Evolution of analysis apps
Once the data were loaded into the platform, initial, broad-scope analysis apps were deployed. Through an agile development process with UCSF we quickly evolved the analysis apps to capture the desired workflows of physicians and administrators in value improvement, population health, pharmacy, and finance.
As a result, the suite of analysis apps spans simple summary analyses to sophisticated clustering and cohort comparisons. User-level apps were also deployed to reflect the desired data stratification based on the sensitivity of the financial data as well as the needs of the respective user groups.

Results
With Tag.bio’s analysis site, physicians were able to confidently run their own analyses to ask and answer their own questions — without writing code scripts to extract and analyze data. The time to insight went from two months to two minutes.
Freedom to explore
With direct access to the data and a wide range of analysis apps, physicians have the freedom to explore an unlimited number of questions. They no longer need to have meetings to pre-qualify their questions first, nor do they need to wait two months for another team to answer the questions for them. When a physician has a question, s/he can simply log in to the Tag.bio platform, pick a data node to analyze, select an analysis app, input some parameters, and hit “run.” The results are returned in seconds.
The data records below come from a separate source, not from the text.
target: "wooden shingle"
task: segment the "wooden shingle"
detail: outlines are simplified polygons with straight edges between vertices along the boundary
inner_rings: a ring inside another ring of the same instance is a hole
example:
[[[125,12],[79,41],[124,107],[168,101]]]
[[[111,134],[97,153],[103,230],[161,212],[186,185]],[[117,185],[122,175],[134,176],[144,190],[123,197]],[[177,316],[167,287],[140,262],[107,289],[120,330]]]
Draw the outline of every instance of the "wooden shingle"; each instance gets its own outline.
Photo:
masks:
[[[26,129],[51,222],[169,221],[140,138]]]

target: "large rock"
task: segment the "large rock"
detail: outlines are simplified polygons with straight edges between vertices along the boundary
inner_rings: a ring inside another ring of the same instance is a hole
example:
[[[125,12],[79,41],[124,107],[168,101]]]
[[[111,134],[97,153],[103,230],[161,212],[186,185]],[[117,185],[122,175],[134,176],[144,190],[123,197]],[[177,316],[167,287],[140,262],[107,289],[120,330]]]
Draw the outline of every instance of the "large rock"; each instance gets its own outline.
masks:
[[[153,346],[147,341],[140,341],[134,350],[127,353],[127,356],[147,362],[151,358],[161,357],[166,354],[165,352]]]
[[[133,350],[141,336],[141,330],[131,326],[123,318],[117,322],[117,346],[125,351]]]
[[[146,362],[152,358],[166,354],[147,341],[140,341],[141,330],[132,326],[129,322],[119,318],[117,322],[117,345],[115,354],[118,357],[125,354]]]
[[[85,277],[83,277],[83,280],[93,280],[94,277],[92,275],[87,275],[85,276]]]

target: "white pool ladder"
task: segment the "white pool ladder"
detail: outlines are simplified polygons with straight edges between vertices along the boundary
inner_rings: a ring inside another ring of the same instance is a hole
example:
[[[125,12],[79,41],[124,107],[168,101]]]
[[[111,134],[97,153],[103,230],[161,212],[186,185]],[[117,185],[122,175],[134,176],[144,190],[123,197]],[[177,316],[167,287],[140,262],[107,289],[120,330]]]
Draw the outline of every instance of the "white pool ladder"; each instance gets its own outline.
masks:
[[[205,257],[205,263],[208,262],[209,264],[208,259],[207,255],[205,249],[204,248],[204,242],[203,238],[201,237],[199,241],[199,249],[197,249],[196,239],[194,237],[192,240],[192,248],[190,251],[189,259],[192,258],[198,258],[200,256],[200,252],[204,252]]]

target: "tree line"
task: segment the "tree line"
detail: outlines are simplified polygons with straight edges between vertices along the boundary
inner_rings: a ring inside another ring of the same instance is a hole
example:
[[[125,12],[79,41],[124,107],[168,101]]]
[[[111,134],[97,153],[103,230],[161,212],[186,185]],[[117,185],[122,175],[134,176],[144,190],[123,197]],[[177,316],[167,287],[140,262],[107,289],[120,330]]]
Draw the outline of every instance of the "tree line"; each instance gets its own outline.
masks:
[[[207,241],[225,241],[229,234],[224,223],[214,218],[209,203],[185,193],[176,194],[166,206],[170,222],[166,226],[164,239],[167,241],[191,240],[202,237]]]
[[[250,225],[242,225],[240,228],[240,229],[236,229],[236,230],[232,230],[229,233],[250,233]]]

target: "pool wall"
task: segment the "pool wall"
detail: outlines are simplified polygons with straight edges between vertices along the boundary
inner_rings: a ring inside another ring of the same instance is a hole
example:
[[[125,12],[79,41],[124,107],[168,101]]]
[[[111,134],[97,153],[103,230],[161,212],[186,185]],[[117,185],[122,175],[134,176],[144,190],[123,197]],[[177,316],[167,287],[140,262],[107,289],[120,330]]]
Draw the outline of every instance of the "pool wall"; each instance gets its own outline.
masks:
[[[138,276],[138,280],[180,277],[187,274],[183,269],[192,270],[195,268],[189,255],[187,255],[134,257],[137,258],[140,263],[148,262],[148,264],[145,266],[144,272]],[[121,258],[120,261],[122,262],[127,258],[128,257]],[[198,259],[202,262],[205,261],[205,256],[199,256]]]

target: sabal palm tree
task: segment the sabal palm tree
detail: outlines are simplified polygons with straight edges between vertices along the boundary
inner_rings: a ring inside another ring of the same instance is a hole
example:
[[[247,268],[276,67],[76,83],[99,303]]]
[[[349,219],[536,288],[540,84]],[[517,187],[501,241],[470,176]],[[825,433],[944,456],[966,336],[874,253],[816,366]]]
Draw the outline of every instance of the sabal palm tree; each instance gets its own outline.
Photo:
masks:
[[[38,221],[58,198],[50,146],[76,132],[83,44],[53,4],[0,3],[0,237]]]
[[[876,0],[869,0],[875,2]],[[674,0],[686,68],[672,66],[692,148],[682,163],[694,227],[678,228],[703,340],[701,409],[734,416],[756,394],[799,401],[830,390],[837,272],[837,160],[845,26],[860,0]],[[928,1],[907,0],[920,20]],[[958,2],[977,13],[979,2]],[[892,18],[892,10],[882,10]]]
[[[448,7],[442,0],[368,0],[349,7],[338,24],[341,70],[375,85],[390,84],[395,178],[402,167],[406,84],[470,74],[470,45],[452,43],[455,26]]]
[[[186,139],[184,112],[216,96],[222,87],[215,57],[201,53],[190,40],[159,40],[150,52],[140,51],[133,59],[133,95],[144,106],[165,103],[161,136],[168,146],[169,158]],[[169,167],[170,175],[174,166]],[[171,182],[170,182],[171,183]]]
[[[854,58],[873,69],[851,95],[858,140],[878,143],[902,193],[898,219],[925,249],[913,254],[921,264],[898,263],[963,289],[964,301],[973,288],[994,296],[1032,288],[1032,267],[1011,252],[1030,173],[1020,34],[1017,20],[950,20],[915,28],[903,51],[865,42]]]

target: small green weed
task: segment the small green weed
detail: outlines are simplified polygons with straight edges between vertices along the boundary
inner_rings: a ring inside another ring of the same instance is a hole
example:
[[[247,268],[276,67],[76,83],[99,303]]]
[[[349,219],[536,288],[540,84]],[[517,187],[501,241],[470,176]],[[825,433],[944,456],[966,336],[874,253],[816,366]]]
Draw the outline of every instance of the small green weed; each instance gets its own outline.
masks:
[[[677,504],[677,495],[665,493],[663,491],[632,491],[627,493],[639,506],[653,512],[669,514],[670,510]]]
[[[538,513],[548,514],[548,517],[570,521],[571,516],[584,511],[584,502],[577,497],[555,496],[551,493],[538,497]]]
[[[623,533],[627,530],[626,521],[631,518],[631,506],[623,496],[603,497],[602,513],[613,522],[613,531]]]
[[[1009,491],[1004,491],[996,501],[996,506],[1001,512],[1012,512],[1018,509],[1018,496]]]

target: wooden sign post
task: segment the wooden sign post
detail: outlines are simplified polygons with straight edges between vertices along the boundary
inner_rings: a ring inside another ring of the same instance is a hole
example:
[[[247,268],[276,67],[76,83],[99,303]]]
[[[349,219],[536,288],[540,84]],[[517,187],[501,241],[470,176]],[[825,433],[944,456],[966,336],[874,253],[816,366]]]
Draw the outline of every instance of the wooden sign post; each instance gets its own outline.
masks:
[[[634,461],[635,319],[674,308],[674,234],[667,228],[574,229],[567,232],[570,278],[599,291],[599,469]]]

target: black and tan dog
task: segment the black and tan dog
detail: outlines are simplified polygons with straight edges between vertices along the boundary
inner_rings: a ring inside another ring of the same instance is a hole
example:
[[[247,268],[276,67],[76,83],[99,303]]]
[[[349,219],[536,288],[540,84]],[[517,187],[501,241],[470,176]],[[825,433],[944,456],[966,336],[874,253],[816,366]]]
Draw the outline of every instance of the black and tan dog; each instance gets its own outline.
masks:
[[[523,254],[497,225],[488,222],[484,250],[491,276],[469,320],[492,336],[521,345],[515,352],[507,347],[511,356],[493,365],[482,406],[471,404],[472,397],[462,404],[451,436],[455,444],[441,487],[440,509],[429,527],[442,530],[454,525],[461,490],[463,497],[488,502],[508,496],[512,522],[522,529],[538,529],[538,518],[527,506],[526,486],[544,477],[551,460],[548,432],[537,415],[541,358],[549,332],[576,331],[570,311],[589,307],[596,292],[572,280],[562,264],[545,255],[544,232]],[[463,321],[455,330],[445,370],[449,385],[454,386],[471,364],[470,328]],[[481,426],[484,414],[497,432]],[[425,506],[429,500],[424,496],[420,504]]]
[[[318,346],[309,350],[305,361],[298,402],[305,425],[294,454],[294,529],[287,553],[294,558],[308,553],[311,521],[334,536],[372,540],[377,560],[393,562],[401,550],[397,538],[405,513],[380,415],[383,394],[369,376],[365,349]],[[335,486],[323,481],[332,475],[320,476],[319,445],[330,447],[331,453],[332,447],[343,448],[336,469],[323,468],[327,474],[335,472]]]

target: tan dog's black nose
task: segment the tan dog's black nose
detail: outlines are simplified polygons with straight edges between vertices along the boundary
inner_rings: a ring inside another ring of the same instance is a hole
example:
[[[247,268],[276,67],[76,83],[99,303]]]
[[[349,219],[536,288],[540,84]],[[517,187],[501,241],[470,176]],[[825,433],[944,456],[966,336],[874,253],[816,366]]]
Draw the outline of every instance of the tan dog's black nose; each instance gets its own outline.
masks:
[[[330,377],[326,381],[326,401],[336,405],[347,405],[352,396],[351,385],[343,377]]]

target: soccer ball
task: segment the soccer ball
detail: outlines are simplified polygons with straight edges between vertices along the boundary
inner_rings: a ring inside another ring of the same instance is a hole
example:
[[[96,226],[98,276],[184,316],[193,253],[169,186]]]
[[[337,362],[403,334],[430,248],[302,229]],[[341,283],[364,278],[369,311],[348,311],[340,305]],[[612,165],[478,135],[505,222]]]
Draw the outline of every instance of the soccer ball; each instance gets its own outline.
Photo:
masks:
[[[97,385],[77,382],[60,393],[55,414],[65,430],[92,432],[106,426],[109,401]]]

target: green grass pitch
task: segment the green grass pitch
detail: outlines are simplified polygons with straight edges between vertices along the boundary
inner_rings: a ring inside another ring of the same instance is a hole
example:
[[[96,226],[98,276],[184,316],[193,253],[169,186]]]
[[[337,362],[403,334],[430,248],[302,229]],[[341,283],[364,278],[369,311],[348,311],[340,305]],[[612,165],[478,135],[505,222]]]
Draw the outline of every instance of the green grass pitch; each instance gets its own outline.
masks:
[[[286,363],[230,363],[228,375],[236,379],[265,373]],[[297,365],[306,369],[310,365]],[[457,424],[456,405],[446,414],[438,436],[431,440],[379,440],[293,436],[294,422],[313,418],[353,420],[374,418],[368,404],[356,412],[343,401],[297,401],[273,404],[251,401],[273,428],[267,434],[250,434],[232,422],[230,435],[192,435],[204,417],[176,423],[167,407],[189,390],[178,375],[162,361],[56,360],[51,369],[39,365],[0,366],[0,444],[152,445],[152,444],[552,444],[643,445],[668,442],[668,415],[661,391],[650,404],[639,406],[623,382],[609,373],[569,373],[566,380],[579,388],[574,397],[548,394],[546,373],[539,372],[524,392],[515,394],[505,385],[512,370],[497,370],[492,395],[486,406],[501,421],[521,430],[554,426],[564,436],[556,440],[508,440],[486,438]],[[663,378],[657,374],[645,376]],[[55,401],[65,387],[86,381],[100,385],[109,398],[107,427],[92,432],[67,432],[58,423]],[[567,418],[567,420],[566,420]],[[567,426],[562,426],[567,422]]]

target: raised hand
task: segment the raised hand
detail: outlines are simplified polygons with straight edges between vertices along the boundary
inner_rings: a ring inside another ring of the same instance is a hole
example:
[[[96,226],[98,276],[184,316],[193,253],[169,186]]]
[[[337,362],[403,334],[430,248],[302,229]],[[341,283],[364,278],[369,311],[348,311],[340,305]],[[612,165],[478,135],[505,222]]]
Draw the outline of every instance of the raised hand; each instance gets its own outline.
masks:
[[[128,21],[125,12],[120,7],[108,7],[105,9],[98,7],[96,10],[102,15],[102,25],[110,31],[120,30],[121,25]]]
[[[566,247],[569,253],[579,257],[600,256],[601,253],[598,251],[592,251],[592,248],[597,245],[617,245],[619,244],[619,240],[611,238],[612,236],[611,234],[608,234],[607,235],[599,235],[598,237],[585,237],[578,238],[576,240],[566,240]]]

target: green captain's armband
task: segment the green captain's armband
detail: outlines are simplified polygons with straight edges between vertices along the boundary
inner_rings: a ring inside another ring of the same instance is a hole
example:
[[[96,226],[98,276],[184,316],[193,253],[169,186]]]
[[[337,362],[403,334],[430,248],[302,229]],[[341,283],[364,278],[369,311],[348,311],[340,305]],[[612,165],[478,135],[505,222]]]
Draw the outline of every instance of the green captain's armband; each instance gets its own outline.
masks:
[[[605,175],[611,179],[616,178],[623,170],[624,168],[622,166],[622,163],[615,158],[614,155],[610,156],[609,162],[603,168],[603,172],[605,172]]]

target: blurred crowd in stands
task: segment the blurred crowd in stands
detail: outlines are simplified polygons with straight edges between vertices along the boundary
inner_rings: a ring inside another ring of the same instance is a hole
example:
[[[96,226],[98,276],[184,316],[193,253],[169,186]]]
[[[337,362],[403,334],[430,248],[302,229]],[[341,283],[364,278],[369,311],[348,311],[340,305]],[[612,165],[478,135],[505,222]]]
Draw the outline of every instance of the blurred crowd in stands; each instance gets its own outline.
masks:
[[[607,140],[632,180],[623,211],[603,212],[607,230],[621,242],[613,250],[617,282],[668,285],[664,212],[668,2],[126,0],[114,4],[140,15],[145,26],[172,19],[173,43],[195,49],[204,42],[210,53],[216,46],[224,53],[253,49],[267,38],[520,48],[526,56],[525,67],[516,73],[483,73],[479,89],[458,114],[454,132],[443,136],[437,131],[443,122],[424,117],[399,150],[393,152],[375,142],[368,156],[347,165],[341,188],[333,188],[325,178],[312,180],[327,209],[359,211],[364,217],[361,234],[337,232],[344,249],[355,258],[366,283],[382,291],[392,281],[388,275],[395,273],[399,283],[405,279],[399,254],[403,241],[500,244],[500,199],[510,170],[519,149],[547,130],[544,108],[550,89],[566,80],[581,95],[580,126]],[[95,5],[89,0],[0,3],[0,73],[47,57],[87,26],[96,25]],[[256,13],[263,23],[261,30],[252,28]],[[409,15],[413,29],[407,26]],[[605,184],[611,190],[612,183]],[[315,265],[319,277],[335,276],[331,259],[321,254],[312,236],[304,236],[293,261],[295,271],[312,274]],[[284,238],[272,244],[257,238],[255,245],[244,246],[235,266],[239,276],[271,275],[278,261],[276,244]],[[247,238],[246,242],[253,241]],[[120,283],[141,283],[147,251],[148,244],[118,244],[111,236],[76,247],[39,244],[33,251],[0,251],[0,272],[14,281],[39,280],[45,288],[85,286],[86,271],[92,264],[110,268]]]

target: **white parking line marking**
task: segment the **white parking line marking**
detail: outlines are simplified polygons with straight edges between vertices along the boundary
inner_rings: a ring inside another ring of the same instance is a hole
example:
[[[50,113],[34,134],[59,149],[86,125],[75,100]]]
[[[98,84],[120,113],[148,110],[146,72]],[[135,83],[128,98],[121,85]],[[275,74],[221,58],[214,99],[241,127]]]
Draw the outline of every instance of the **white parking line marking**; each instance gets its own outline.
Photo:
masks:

“Having on demand information completely changes the culture. I can’t imagine doing my job without the Tag.bio platform.”
– Jahan Fahimi, MD, PhD,
Director of Value Improvement at UCSF Health
Empowered to take ownership
The versatility and flexibility of our platform allows a number of teams and leaders throughout the organization to utilize different components and analysis apps. They now have ownership over the process of identifying opportunities for improvement and cost reduction.
Sample use cases
Some of the use cases that emerged are:
- The financial team can track value improvement initiatives with exploratory analyses and longitudinal tracking
- The population health management team can create custom cohorts of patients in various alternative payment groups to oversee the financial details of the cohort populations
- A clinical pharmacy team can analyze high-cost medications throughout the organization to reduce waste and cost
“We are using Tag.bio to explore, confirm and evaluate care delivery using a variety of clinical, financial and operations data, including claims data generically.”
– Ralph Gonzales, MD, MSPH,
Associate Dean for Clinical Innovation and Chief Innovation Officer Internist at UCSF Department of Medicine
Standardized approach to data analysis
With multiple teams using the same platform, cross-functional teams are able to standardize their approach to data analysis to help them speak the same language. The platform facilitates the sharing and communication of insights, allowing physicians to speak in common terms which previously didn’t exist before.
With a 360-degree view, physicians are able to make informed decisions on where to direct care, decrease costs, and increase revenue.
Model for other healthcare providers and hospitals
From the technology side, because we are fully compliant with UCSF’s security, we are able to use the security protocol as a model for other healthcare providers and hospitals.